Even if every single website and every single online post were preserved somewhere for posterity, the feeling of the internet would still be missing—the petty arguments, the 3 a.m. rushes of inspiration, the thrills and heartbreaks and blue-light nausea. So how can we remember that?
Jeanne Thornton and Miracle Jones—friends and the publishers of the small press Instar Books—have come up with one surprisingly analog answer. Called, appropriately, Remember the Internet, it’s a series of pocket-size books about recent internet history. Each one tells the story of a hyper-specific online subculture from the point of view of a writer who was personally invested at the time. And each wrestles with the fact that these micro-communities are already slipping out of the cultural memory. “Telling a straightforward history of the internet is impossible,” Thornton told me. “It’s not useful to think of.” Instead, the idea is to approximate an exhaustive story by publishing dozens or hundreds of little ones.

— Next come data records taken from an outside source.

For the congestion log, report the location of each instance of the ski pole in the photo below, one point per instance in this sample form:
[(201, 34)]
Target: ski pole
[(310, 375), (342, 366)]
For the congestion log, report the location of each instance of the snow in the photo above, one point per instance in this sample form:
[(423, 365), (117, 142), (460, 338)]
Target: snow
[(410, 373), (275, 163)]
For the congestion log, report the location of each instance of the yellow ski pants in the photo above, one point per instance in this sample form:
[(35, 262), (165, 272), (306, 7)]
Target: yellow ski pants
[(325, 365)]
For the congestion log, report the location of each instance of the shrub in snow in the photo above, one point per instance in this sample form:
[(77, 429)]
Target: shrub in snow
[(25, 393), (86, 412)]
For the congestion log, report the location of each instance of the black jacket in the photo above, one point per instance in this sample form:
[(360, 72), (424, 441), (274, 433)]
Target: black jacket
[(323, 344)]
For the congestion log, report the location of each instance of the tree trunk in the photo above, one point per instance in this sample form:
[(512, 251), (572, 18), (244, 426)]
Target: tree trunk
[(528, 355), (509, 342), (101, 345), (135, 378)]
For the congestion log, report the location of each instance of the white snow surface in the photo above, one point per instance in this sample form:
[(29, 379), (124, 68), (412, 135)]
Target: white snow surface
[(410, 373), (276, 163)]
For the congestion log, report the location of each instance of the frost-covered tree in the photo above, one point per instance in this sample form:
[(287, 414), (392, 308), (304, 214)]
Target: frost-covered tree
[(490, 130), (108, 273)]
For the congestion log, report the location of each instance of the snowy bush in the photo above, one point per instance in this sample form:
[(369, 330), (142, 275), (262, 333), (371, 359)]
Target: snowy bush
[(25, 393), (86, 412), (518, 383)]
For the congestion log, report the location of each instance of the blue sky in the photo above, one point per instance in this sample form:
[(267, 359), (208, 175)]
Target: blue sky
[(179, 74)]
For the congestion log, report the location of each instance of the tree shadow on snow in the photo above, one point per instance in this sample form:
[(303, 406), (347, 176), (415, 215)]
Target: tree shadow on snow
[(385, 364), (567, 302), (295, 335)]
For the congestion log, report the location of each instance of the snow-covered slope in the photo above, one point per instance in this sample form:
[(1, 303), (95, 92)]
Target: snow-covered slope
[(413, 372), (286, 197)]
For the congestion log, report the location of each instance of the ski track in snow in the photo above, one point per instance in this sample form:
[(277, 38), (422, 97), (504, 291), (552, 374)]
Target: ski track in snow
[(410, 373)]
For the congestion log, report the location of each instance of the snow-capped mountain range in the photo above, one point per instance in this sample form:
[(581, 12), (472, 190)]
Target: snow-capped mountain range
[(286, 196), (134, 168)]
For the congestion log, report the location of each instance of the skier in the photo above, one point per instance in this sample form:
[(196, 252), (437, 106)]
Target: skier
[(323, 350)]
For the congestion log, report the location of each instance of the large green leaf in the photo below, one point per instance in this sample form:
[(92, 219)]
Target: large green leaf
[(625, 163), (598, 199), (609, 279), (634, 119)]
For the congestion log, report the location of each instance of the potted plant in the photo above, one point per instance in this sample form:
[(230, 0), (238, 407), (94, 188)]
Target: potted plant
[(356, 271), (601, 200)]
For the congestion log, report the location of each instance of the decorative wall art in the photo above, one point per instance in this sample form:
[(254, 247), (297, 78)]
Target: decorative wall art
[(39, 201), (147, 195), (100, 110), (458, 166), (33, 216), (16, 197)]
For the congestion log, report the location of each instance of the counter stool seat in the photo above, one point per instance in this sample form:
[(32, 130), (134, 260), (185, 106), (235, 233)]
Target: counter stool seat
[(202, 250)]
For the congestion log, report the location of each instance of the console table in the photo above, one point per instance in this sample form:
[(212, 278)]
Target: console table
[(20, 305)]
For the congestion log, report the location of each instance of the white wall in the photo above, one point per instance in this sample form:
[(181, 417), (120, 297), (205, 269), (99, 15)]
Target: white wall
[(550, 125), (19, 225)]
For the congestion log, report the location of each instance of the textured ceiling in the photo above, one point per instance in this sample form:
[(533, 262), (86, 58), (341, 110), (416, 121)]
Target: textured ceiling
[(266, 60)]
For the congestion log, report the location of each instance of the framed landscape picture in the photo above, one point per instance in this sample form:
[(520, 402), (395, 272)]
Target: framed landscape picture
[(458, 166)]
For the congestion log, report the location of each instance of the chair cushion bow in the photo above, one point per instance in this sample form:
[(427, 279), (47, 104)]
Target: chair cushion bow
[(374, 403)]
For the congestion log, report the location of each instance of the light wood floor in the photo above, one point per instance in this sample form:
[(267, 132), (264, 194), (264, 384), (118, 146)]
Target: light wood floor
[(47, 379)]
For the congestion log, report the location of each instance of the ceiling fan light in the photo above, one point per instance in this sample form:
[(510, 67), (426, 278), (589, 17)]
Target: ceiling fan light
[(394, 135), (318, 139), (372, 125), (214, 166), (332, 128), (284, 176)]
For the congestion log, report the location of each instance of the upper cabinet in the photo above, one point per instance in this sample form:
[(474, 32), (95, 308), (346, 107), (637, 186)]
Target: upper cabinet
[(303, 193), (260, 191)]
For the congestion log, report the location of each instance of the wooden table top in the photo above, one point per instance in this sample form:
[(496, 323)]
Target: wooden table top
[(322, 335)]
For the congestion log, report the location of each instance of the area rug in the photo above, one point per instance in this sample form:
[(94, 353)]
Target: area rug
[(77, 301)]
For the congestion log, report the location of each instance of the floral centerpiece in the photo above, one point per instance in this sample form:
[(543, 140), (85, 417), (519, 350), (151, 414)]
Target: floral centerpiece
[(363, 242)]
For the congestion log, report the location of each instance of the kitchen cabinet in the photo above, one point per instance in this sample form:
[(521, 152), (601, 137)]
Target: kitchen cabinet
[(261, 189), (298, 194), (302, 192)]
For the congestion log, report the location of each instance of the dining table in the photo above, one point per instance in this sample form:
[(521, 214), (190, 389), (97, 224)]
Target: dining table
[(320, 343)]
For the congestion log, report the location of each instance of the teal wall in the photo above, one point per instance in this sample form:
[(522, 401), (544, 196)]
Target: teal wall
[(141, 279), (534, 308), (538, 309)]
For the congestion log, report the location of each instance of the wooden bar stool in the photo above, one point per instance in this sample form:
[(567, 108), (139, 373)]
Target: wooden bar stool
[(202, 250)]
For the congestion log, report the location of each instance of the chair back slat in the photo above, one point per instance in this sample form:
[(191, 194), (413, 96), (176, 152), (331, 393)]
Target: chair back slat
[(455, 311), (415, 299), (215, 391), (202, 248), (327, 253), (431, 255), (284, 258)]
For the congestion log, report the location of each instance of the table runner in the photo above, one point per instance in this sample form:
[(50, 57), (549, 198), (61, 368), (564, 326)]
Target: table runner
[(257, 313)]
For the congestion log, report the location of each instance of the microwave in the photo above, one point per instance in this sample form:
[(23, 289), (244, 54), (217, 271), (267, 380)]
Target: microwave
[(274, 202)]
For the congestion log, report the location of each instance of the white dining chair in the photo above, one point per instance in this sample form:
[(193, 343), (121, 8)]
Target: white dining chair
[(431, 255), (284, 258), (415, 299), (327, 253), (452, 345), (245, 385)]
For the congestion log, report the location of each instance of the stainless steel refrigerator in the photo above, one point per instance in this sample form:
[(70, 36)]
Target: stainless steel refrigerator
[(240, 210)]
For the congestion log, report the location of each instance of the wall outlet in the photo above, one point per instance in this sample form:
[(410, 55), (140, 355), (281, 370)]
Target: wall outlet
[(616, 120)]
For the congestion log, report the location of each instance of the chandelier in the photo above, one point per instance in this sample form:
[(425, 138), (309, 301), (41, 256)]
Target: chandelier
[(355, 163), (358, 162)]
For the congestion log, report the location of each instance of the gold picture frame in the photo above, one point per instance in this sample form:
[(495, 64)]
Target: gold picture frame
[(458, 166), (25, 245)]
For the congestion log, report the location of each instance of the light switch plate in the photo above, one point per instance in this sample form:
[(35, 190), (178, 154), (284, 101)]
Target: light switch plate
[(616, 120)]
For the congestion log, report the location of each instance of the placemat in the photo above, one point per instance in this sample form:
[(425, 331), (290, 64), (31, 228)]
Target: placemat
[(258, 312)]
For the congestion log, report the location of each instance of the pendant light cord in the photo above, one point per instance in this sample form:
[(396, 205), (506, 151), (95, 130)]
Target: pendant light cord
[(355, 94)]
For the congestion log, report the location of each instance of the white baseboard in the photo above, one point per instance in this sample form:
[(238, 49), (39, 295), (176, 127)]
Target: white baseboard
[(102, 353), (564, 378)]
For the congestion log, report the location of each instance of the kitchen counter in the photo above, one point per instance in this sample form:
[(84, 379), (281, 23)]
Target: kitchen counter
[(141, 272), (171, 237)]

The first Remember the Internet book—a personal history of Tumblr porn, written by the Daily Dot reporter Ana Valens—is out now. It depicts one woman’s experience of a creative and kinky subculture, and explains the diversity that was lost when a corporate platform banned one of its most loyal communities for unclear reasons at the end of 2018. In the second installment, due out in September, the writer Megan Milks tells the story of a late-’90s web ring that traded bootleg recordings of Tori Amos concerts. (Milks’s trading page was called “Cocaine Lip Gloss Sale Stand,” a nod to Lipsmackers and an extremely obscure Amos reference.)